――「警察学校」という特殊な舞台のドラマなので、取材などもされたのでしょうか?
このドラマを木村拓哉でやると決まった3日後くらいに、本人から連絡があったんです。彼は行動がいつも早いんですけど(笑)、「ちょっと知り合いがいるから警察学校に行く」って。会社に内緒で行くっていうので、自分も会社に内緒で(笑)。ほかにもいましたけど、ほぼ2人っきりで警察学校に行きました。
――台本ができ上がってない当時に行かれたんですか?
そうです。君塚さんとまだ何回か打ち合わせをしているときですね。警察学校はこんなことしているところなんだっていう簡単な見学をさせていただきました。1日の流れだとか、授業の仕方とか、生徒たちのクラス分けとか、ひと通りお話を聞いて、なんとなく概要をつかんで帰りました。それでその後にスタッフと何回か行きましたね。卒業式も見せていただきました。
――そうすると、撮影の風景やシーンなどはリアルなものなんですね。
そうですね、かなりリアルだと思います。訓練は各県で若干違いますが、「点検」と言って装具を全部出してチェックしたり、行進を毎日やって、卒業のときにはしっかりそろうように訓練したりというのは、ほとんど現実に沿っているはずです。
■女性キャストはヘロヘロに
――舞台あいさつで、出演者の皆さんが「1日中撮ったのに何秒かしか使われてなかった」と言っていましたが、本当に1日中訓練シーンを撮っていたんですか?
おそらく盾を持って走るシーンのことだと思うのですが、本当にフラフラになったところを撮りたかったので3周くらいグラウンドを走らせてから撮ったりはしました(笑)。盾は本当に重くて、女の子はかなりかなりヘロヘロだったと思います。連帯責任なので助け合って、他の人の盾を持ってあげるというのも、実際にやることがあるそうです。
――カットをかけないで続けるということも出演者の方が言っていましたが、どういう意図があるんですか?

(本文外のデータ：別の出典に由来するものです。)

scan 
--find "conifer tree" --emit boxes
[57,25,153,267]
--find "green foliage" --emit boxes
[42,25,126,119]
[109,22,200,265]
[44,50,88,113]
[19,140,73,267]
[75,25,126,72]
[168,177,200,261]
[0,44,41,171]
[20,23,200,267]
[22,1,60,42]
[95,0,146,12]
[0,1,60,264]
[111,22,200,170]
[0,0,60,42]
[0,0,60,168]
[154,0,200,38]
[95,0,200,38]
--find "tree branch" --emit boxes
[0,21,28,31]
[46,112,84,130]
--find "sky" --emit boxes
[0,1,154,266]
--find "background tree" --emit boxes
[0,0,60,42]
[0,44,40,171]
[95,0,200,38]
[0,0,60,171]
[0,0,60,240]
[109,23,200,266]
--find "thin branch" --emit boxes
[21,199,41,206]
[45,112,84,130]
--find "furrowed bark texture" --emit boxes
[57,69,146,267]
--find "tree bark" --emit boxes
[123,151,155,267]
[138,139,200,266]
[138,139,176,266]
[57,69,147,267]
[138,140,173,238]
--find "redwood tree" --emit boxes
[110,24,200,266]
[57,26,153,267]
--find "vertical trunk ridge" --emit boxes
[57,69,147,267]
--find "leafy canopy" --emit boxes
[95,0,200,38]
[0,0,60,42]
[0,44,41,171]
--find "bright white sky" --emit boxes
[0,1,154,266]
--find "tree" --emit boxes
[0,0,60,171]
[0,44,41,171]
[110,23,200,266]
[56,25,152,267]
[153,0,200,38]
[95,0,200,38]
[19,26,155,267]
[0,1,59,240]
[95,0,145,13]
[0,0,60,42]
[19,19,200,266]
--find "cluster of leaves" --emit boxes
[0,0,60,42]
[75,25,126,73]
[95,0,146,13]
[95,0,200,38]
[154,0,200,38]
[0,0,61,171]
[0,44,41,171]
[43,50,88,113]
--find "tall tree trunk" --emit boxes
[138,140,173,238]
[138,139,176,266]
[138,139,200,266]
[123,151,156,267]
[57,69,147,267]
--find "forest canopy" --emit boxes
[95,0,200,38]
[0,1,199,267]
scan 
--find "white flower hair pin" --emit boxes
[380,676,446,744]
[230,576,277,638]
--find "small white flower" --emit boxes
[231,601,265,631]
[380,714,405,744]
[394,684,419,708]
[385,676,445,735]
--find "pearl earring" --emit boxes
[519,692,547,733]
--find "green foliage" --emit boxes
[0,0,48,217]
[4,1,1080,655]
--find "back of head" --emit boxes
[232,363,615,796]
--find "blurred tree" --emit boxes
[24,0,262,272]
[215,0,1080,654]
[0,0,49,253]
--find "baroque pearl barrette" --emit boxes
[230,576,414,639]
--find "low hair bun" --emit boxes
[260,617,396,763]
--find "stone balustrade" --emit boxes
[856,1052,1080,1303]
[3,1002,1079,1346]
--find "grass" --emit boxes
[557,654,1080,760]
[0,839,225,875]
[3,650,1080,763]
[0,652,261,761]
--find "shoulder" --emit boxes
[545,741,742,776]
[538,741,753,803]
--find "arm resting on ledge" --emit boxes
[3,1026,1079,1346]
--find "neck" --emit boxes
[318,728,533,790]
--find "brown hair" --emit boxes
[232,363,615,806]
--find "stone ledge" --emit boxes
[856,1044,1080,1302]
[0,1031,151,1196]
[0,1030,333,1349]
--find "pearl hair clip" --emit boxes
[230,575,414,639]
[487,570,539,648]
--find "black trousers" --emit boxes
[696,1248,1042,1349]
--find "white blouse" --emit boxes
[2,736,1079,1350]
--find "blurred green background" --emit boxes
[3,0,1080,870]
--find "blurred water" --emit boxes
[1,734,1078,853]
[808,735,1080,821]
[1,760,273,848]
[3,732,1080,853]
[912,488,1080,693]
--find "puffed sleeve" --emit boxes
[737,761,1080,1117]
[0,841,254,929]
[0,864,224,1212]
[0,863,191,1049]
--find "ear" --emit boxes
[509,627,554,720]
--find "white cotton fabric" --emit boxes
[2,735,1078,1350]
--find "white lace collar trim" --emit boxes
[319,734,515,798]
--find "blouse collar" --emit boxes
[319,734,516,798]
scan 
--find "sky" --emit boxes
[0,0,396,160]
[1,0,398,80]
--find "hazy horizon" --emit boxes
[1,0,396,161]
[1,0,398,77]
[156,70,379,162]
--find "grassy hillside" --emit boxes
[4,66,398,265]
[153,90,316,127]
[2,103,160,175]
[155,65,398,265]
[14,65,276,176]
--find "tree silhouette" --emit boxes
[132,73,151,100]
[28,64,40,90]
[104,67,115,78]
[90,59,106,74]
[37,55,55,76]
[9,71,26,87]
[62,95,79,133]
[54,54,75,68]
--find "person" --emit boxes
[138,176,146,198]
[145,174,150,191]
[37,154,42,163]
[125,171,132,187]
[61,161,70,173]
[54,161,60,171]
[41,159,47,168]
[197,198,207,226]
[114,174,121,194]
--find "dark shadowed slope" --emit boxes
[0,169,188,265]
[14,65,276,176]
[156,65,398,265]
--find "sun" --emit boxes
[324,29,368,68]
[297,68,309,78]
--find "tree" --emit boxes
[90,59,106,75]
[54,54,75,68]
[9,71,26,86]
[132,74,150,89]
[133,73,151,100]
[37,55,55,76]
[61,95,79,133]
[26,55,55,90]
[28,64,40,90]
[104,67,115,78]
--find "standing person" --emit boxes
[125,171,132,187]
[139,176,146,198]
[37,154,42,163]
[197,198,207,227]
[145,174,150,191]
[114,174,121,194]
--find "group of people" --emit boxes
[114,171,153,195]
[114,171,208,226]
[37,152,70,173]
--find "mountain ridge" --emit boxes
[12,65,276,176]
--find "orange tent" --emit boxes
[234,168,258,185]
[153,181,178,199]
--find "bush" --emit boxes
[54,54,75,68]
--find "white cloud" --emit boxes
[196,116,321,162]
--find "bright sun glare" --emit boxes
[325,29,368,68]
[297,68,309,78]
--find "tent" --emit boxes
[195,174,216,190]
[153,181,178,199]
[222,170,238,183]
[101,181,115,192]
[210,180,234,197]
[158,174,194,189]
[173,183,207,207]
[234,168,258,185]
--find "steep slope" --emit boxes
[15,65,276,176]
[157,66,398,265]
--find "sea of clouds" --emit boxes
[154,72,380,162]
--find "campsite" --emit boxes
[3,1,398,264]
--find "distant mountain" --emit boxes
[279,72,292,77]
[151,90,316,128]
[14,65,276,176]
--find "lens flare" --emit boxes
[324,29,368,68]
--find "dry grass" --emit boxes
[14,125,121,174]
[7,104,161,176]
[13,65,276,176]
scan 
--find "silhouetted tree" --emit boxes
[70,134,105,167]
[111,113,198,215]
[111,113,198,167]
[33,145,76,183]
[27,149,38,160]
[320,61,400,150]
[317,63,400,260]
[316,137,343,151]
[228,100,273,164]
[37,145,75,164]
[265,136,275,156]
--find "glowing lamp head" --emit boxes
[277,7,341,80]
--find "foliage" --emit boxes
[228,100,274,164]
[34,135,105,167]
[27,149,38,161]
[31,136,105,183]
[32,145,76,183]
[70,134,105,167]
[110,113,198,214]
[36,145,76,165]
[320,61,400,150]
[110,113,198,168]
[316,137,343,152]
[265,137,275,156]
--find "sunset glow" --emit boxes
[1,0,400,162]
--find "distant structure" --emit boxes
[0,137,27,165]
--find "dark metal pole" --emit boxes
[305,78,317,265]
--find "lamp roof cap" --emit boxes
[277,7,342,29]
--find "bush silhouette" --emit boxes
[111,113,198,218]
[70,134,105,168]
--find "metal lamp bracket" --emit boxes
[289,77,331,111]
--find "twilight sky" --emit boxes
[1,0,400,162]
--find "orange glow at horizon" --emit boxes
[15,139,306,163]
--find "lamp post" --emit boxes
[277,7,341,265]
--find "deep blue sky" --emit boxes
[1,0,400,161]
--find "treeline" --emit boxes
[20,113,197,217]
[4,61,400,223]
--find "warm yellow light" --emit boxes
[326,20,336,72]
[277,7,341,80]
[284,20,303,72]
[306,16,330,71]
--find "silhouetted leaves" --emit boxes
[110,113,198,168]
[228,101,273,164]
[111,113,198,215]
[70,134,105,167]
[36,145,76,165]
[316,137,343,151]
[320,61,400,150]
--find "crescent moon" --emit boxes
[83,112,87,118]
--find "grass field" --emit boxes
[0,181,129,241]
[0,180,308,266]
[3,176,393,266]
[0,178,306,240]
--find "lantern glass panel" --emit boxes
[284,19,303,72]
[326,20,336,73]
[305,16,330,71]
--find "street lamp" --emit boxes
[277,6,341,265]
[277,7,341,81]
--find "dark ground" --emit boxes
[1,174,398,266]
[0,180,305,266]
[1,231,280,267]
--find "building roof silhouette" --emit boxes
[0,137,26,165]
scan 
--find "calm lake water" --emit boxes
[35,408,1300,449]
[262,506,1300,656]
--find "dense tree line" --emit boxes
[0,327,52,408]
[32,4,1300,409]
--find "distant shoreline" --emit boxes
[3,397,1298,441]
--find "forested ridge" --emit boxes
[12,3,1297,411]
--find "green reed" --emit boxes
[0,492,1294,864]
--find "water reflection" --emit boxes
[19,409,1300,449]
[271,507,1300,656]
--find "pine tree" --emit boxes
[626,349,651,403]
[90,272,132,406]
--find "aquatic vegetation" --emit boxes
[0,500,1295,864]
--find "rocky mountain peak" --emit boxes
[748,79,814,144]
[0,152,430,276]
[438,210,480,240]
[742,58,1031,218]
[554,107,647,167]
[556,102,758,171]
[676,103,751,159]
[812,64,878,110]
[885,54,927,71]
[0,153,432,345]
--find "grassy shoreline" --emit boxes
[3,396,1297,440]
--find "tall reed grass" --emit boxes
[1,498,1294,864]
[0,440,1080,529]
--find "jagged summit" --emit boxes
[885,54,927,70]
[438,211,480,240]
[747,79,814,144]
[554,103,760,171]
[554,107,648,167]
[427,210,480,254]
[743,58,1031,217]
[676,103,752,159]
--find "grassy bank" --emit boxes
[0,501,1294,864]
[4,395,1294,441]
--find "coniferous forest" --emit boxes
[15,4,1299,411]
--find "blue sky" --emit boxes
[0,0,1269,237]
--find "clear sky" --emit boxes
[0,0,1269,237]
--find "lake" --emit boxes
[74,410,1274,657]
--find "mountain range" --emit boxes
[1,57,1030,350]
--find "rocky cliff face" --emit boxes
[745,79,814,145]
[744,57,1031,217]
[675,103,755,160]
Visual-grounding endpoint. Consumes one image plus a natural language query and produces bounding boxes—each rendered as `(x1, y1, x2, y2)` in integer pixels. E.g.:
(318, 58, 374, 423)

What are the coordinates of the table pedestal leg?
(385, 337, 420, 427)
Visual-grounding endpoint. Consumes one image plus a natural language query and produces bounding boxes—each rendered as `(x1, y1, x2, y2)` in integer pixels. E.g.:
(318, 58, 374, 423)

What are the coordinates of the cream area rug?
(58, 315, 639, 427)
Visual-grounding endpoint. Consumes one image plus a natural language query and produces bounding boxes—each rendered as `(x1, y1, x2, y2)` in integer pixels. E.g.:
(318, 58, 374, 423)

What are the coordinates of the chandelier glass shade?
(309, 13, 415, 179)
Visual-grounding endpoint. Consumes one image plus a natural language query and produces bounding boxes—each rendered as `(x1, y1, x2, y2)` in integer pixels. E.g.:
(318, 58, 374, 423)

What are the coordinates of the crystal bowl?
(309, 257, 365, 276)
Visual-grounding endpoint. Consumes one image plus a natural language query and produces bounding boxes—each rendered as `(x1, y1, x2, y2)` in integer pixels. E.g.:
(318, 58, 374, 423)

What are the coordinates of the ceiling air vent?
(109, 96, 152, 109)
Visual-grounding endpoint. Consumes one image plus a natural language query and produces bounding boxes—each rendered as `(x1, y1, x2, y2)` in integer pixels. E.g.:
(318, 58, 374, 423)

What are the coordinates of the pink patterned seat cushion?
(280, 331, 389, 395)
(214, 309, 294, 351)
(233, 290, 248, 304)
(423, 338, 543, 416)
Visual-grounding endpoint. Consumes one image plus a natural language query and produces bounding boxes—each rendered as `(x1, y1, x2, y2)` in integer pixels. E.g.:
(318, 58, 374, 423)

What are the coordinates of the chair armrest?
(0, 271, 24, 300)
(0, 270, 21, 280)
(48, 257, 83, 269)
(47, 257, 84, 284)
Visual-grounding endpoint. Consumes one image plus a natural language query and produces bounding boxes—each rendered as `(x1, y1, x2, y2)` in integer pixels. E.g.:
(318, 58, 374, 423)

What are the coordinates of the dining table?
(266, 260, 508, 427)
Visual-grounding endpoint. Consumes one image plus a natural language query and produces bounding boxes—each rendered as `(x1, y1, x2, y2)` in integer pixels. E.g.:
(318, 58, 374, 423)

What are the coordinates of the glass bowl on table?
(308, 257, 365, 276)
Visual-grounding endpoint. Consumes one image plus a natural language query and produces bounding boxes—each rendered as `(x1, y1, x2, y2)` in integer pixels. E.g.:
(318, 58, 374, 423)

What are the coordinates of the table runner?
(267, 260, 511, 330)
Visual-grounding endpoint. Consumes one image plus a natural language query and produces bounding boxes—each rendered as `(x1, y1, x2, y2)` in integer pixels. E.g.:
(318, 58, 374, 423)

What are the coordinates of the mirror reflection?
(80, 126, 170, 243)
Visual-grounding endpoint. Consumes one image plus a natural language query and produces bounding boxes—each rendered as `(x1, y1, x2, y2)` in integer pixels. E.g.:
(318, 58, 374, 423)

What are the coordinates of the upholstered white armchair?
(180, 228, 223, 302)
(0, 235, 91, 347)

みんなのリアクションを撮りたいときは、長めに続けたりしますね。放っておくと続けるので、風間が「何か質問があるものは」と言ったら、生徒が「はい」と手を挙げて本当に質問をしだしたり…。だから面白くなってこっちももうちょっと見とこうかなと思って(笑)
●中江 功
1963年生まれ。法政大学卒業後、88年にフジテレビジョン入社。これまで演出を手掛けた主な作品は『愛という名のもとに』『ひとつ屋根の下』『若者のすべて』『ピュア』『ギフト』『眠れる森』『空から降る一億の星』『Dr.コトー診療所』『プライド』『ようこそ、わが家へ』など。映画『冷静と情熱のあいだ』『シュガー&スパイス 風味絶佳』『ロック ~わんこの島~』の監督も務める。